Il Tribunale, in composizione monocratica, in persona del Giudice, Roberta Marra, coadiuvato dall'Ufficio del processo nella persona del giudice onorario, dott.ssa Vittoria Uggenti, definitivamente pronunciando nella causa iscritta al n. 381/2022 R.G., ogni contraria domanda, istanza, eccezione e deduzione reietta o assorbita, così provvede:
dichiara l'avvenuta usucapione in favore dell'attore della proprietà dell'area circostante il fabbricato a pian terreno, ad uso cortile o giardino esclusivo, sita a sub – est del fabbricato, meglio identificato nella planimetria, rispettivamente con il n. 4 ( in catasto Comune di Brindisi in foglio 33 part.lla 157 sub 22, area urbana, cat.
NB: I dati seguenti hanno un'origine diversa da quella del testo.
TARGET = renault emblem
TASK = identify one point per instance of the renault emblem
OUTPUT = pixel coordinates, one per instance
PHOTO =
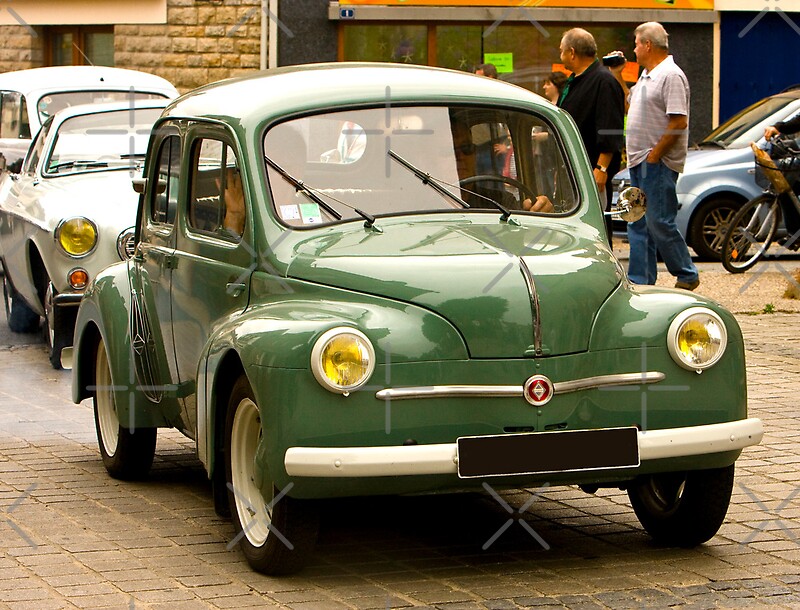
(538, 390)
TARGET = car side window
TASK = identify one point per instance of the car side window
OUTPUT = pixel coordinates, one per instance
(217, 203)
(165, 195)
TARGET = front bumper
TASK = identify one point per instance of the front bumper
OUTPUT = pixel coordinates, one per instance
(354, 462)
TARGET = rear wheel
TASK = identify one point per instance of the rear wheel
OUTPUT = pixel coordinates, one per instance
(127, 452)
(709, 225)
(683, 509)
(750, 233)
(276, 533)
(21, 318)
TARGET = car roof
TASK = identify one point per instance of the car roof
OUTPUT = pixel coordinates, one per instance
(70, 78)
(96, 108)
(283, 91)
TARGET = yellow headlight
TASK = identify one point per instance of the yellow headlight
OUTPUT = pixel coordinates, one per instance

F1 di consistenza di mq 124) e con il numero 3 ( in catasto in foglio 33 part.lla 157 sub 21, area di consistenza di mq 152); locale scantinato ad uso rimessa, sito nel piano sotterraneo della stessa palazzina di mq 120, al quale si accede dalla serranda posta frontalmente rispetto a chi scende dalla corsia carraia, meglio indicato graficamente in rosa nella planimetria B al n. 5, qui in doc. 4; riportato in Catasto urbano del Comune di Brindisi al foglio 33 particella 157 sub 16 (derivato dal sub 9) C/6, classe 3^, mq. 120, rientrante in un'area più grande di mq 334; locale deposito ad uso ripostiglio di mq 68 al quale si accede attraverso la porta che si raggiunge scendendo le scale e voltando a destra, meglio indicato graficamente in rosa nella planimetria B al n. 6 (doc. 4 vds le corrispondenti aree di colore rosa contraddistinte da 5 e da 6); riportato in Catasto urbano del Comune di Brindisi al foglio 33 particella 157 sub 19 (derivato dal sub 9) C/2, classe 3^, mq. 68, rientrante in un'area più grande di mq 334;
compensa integralmente le spese di lite;
ordina alla Conservatoria dei RR.II di procedere alla relativa trascrizione.
Così deciso in Brindisi in data 2 aprile 2025.